Le Courrier devient bimensuel en avril. A partir de cette édition, il paraîtra un jeudi sur deux. C’est la seule solution pour faire face à la crise.

C’est avec un brin de tristesse que nous devons bien admettre que ce n’est plus possible. Nos confrères d’autres régions ont, eux aussi, dû se résoudre à prendre des mesures face à cette exceptionnelle pandémie qui envahit tous les aspects de notre vie quotidienne. Certains ont suspendu totalement leur activité et d’autres continuent vaille que vaille au même rythme. Tous subissent les annulations ou reports des événements qui font la vie d’une région et celle d’un journal. L’absence de manifestations prive la rédaction de sujets à présenter et à couvrir, les boutiques et entreprises réduisent leurs activités ou se mettent en sommeil privant le journal de ressources. Un choix a dû être fait. Comme la vie qui a ralenti face à la contamination, Le Courrier choisit lui aussi de ralentir.
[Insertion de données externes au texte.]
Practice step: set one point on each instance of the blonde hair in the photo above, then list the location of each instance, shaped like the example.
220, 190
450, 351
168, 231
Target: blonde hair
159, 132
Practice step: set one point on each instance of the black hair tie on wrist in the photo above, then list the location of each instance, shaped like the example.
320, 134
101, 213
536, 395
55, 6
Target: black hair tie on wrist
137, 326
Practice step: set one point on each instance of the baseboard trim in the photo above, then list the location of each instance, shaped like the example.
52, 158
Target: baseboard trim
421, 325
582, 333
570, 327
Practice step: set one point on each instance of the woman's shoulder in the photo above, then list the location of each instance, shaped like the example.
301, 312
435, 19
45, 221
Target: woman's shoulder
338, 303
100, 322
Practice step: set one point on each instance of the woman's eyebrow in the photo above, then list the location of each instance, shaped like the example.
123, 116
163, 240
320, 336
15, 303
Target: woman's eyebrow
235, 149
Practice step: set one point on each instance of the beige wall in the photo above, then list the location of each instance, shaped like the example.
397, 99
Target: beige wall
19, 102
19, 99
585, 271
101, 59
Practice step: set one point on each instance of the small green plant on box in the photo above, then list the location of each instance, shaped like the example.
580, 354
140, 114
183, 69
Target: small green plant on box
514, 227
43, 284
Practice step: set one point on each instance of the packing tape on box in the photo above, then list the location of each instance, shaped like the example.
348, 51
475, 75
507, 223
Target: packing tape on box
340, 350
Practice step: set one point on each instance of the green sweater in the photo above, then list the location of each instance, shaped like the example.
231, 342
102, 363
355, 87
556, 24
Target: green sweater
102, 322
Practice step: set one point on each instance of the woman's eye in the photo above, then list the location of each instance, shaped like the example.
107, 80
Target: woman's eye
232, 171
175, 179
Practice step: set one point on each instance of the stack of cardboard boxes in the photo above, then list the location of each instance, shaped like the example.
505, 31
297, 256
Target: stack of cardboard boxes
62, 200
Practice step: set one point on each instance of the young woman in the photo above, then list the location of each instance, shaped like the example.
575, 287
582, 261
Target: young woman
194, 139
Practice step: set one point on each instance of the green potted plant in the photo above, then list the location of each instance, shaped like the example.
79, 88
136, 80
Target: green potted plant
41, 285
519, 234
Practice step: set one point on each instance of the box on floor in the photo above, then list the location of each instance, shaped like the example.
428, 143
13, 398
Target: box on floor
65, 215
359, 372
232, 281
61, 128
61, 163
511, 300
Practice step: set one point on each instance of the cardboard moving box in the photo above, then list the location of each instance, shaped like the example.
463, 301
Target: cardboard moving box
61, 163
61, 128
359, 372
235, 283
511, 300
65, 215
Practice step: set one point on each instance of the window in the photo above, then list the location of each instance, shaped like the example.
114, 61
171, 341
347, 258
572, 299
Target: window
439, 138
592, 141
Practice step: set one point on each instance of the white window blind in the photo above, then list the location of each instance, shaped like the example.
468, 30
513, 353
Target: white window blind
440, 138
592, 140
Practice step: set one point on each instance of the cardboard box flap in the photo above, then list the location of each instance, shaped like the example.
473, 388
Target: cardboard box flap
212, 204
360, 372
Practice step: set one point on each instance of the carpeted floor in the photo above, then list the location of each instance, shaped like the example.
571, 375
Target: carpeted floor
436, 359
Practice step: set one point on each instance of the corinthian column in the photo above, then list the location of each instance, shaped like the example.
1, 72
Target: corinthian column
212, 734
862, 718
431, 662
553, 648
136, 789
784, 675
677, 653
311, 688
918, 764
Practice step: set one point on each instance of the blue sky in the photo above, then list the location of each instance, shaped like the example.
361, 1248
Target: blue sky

L’aspect financier d’un journal qui n’a de revenus que par ses annonceurs et ses abonnés aurait dicté que nous nous mettions en sommeil nous aussi afin de préserver nos forces. C’est du côté de l’information que nous n’avons pas pu nous résoudre à déposer les armes… La vocation du journal et la passion du métier qui animent toute l’équipe du Courrier, nous a décidé à… prendre une demi-mesure. Accompagner le temps long qui préside au quotidien et le nourrir d’autant pour revenir la semaine suivante. C’est ainsi que, à l’aube de Pâques, nous avons décidé de ne pas mettre tous nos œufs dans le même panier. Nous continuerons à relater la vie qui, bon gré ou mal gré, anime notre région tout en respectant les consignes sanitaires. En quelques sorte, nous resterons chez nous… tout en restant chez nous. Mais nous resterons chez vous aussi, tout en restant chez nous… et un peu au balcon… et un peu au jardin, mais tout en restant confinés. Vous l’aurez compris, la situation peut être cocasse, mais elle n’en est pas moins extrêmement sérieuse. L’humour qu’on voit fleurir comme un nouveau printemps est une réponse bienvenue à l’anxiété ambiante. La situation ne doit toutefois pas être prise à la légère. Rester à la maison est impératif, cela ne durera qu’un temps, l’alternative pourrait durer beaucoup plus longtemps… C’est donc dans un esprit ludique que votre journal de ces deux prochaines semaines alterne entre des informations localement coronavirées et des solutions amusantes pour agrémenter votre temps « libre ». Merci de votre soutien et de votre fidélité, continuons ensemble!